Laura has studied, worked and volunteered at some magnificent coral reefs around the world. She commented on how the ‘people, place and activities’ were factors that contributed to great experiences and her chosen diverse top 3 were the Philippines were she learnt to dive in the year 2000, the Great Barrier Reef prior to the bleaching and the Red Sea in 2002. Other places worth mentioning are the years she spent working and volunteering in Mexico, Spain, Tonga, the Cayman Islands and the UK.
Laura’s research considers the influence of coral community composition on the structure and function of reef fish assemblages. Shifts in coral communities have been recorded due to different disturbances including climate change and pollution, leading to reefs dominated by more stress resilient and/or weedy species.
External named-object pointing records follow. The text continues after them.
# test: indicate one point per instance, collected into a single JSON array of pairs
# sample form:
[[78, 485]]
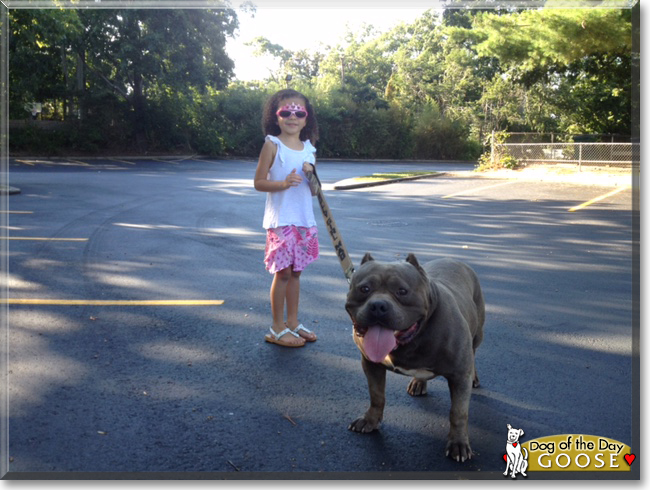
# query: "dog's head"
[[514, 434], [388, 302]]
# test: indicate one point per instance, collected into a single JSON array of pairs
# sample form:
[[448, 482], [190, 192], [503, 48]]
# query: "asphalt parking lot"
[[138, 303]]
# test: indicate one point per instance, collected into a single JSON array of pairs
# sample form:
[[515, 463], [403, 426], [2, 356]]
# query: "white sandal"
[[274, 338], [306, 330]]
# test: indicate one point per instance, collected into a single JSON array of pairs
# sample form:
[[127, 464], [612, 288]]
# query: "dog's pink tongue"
[[378, 342]]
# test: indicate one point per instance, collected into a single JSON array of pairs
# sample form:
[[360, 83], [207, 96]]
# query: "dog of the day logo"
[[568, 452]]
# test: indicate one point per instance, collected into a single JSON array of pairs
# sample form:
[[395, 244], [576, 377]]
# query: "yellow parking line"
[[47, 239], [470, 191], [95, 302], [599, 198]]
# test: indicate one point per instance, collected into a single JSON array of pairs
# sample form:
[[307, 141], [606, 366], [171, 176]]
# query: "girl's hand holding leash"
[[293, 179]]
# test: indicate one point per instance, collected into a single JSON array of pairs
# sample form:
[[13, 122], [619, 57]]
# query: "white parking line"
[[599, 198], [478, 189]]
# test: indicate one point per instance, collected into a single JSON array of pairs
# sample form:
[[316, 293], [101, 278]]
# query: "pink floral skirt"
[[290, 245]]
These changes will have knock-on effects on the fish that use corals for food and refuge, but these impacts remain largely unknown.
Laura’s project aims to assess how different coral assemblages influence (a) structural complexity at multiple within-reef scales, (b) the functional structure and size-spectra of associated fish communities, and (c) herbivory, a key ecosystem process.
Challenges Laura has encountered in her research has been ‘the recent coral bleaching event’ which meant adapting her research study, and ‘Cyclone Nathan (which) knocked out a whole research site’.